Using multiple async runtimes together is possible but is hard and error-prone. And there are many async-runtime-specific types. So async runtime naturally has exclusion. That's why Tokio has monopoly.

In Golang you can only use one official goroutine scheduler. In Rust, although Tokio has monopoly, you have choices of using other async runtimes.

Unbound concurrency use up resources

This trap is not Rust-specific. When using thread pool, it often has thread count limit, which limits concurrency. But in async, there is no concurrency limit by default. This is good for high-performance web server. But it has downsides:

  • For scraper, if concurrency is too high, it may use too much memory then OOM.
  • If it sends too many concurrent requests to a remote server, it may trigger rate limit then most requests fail.

One solution is to add a semaphore to limit concurrency.

About structural concurrency

Structural concurrency force all concurrent tasks to be scoped. Then the tasks form a tree-shaped structure.

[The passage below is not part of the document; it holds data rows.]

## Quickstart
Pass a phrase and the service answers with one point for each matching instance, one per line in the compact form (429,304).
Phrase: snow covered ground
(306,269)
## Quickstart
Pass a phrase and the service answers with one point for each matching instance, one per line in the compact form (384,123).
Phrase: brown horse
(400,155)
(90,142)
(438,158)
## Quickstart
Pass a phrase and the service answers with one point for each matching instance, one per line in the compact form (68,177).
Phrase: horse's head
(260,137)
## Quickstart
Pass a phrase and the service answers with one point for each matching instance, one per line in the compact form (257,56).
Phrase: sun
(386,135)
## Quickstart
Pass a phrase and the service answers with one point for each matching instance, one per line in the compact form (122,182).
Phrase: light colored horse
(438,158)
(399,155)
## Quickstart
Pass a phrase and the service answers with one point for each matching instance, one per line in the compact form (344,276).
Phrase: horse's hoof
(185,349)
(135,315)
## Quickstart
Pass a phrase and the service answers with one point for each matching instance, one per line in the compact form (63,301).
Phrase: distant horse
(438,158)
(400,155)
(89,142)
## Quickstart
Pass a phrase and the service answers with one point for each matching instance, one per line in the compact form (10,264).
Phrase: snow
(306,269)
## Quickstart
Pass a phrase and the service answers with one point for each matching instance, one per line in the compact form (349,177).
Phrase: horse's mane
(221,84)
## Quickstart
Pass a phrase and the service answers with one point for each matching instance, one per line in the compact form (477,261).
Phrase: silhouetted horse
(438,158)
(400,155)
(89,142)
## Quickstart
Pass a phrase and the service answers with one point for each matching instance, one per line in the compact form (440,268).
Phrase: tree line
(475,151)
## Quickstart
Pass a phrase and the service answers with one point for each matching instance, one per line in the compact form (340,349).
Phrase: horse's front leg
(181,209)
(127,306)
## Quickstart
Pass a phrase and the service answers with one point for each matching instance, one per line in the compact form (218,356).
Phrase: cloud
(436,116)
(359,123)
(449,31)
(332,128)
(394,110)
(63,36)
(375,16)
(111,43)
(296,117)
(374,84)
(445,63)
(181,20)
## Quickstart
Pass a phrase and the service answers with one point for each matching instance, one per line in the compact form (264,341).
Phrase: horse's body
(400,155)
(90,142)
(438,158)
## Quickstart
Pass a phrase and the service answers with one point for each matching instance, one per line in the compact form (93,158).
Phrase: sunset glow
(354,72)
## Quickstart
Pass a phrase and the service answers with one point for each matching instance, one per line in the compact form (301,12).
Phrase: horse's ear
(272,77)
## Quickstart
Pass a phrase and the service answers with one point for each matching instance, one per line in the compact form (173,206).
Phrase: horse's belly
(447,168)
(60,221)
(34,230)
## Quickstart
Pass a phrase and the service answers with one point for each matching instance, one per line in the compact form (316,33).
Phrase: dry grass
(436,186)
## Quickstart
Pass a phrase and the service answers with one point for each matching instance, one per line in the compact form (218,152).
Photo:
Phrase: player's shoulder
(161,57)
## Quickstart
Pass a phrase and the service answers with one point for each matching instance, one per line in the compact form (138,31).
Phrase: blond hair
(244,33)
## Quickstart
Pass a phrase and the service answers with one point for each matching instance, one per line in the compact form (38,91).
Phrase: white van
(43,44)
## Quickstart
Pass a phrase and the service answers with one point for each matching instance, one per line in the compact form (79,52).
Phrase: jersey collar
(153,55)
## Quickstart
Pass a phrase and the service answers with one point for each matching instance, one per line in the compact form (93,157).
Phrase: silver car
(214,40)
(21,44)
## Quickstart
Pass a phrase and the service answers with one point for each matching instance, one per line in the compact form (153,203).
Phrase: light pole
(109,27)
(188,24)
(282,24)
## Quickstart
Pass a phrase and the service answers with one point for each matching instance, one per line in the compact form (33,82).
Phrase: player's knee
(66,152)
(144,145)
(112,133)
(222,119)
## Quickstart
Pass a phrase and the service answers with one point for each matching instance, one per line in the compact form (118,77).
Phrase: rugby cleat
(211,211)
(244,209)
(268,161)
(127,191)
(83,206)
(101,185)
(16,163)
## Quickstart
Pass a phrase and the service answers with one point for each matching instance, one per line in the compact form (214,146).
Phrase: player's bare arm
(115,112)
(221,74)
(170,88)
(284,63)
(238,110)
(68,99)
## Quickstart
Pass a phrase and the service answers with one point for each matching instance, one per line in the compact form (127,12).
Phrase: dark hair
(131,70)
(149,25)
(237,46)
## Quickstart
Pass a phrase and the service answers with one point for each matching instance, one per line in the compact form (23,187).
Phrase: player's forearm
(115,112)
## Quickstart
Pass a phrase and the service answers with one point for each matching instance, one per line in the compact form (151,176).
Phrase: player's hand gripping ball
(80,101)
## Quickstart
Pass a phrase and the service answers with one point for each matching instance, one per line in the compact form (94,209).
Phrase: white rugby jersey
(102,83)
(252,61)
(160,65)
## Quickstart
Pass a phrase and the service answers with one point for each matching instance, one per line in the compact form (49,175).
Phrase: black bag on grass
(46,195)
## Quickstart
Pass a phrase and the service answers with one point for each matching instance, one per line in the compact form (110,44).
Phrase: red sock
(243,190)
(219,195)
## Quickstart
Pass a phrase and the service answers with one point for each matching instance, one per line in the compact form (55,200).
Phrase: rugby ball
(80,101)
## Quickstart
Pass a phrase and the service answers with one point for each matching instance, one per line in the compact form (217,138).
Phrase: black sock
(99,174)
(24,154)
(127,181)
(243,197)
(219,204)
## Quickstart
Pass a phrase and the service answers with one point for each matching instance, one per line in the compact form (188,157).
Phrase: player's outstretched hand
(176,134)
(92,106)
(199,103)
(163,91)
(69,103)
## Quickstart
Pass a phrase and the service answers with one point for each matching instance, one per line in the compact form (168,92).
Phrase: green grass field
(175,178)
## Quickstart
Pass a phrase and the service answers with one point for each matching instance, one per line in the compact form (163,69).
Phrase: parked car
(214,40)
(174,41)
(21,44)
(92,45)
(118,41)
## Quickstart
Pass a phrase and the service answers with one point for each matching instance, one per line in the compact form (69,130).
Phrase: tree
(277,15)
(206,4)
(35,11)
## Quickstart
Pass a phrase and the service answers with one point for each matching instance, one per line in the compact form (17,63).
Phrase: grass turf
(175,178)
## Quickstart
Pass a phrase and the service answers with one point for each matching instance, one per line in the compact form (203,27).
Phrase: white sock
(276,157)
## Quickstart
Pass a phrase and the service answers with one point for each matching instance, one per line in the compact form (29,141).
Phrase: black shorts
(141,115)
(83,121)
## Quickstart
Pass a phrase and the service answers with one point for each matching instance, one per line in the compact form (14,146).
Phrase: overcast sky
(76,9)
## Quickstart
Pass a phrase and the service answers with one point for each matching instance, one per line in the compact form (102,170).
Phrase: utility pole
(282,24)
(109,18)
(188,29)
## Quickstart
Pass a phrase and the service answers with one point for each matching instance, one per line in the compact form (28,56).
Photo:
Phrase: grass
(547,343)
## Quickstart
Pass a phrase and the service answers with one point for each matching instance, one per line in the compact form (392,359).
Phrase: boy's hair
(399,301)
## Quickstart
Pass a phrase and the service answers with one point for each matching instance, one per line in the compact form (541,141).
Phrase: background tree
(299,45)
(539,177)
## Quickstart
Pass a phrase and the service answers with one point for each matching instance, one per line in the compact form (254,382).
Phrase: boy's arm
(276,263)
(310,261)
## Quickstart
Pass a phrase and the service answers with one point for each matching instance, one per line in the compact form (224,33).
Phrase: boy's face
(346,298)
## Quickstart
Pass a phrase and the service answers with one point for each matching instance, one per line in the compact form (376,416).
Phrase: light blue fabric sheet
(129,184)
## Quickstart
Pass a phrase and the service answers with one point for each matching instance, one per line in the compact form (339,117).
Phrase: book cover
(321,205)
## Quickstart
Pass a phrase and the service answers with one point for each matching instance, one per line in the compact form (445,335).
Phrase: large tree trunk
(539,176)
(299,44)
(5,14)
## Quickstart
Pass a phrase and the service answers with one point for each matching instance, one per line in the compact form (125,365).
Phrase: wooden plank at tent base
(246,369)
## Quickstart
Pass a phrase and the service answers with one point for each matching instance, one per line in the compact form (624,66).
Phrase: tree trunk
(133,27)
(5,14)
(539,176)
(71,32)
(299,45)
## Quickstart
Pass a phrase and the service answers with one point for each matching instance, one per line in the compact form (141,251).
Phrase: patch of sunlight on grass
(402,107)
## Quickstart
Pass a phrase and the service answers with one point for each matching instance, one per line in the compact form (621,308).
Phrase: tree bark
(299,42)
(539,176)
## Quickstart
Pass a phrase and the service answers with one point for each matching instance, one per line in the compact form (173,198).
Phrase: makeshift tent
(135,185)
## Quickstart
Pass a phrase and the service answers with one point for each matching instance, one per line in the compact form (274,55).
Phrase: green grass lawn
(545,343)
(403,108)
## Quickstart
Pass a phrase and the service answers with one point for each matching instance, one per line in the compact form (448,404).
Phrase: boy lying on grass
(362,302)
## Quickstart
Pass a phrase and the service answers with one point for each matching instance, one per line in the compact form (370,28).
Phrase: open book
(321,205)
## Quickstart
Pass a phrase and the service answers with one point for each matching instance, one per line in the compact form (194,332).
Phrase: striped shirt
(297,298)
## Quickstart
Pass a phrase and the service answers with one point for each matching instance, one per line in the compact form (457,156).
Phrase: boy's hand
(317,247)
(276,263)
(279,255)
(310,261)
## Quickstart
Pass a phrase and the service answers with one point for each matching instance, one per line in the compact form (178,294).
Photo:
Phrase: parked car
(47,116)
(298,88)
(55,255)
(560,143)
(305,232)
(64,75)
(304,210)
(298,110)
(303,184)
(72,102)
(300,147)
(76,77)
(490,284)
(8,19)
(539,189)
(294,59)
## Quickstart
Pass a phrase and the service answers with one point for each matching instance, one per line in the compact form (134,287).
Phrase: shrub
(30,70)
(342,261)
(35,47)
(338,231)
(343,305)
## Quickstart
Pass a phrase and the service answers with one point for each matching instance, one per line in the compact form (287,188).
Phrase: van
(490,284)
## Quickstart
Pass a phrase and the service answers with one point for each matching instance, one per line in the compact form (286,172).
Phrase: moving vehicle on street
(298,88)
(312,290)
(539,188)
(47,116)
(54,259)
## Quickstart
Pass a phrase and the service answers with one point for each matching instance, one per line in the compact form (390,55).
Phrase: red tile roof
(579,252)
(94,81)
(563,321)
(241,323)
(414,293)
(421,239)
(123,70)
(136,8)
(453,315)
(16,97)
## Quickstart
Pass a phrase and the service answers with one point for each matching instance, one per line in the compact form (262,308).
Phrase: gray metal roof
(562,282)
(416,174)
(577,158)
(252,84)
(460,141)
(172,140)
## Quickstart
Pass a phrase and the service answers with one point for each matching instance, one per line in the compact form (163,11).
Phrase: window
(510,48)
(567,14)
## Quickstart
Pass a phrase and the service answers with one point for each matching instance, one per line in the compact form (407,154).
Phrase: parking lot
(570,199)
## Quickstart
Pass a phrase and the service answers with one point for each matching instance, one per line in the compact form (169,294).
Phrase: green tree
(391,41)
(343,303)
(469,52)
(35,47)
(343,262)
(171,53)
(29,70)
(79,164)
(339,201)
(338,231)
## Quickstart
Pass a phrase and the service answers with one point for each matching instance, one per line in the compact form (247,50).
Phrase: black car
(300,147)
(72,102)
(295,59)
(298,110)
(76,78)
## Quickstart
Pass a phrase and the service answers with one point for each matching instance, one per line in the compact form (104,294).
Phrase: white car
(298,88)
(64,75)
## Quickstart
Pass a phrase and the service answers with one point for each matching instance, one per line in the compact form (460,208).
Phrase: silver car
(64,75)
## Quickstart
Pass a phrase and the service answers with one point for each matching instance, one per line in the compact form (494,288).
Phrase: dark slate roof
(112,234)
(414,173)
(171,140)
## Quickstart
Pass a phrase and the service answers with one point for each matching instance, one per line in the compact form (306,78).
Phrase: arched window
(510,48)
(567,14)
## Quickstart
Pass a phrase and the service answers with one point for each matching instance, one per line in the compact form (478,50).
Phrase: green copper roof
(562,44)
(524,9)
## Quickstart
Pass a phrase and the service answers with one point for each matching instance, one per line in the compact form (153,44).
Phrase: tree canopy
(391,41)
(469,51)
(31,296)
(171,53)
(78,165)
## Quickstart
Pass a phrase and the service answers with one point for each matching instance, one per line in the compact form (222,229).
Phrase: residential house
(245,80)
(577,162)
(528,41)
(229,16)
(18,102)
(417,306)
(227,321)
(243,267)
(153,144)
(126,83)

Structural concurrency can borrow data from parent. There is no need to make the future 'static. There is no need to wrap things in Arc.

The tree shape is free of cycles, so awaiting on child tasks alone cannot deadlock (but it can deadlock if other kinds of waits are involved).

But there are cases that structural concurrency cannot handld. One is background tasks. For example, a web server provides a Restful API that launches a background task. The background task keeps running after the request that launch task finishes.

Duplicated APIs

The bane of my existence: Supporting both async and sync code in Rust

See also

Why async Rust?

Async Rust can be a pleasure to work with (without Send + Sync + 'static)

Making Async Rust Reliable - Tyler Mandry

FuturesUnordered and the order of futures

Footnotes

  1. The "fully owned" here means not just ownership in Rust semantics. The Rc has internal data structures. The "fully owned" applies to these internal data structures. One async task fully own the Rc means the internal data structure (that contains reference count) is only accessible from one async task.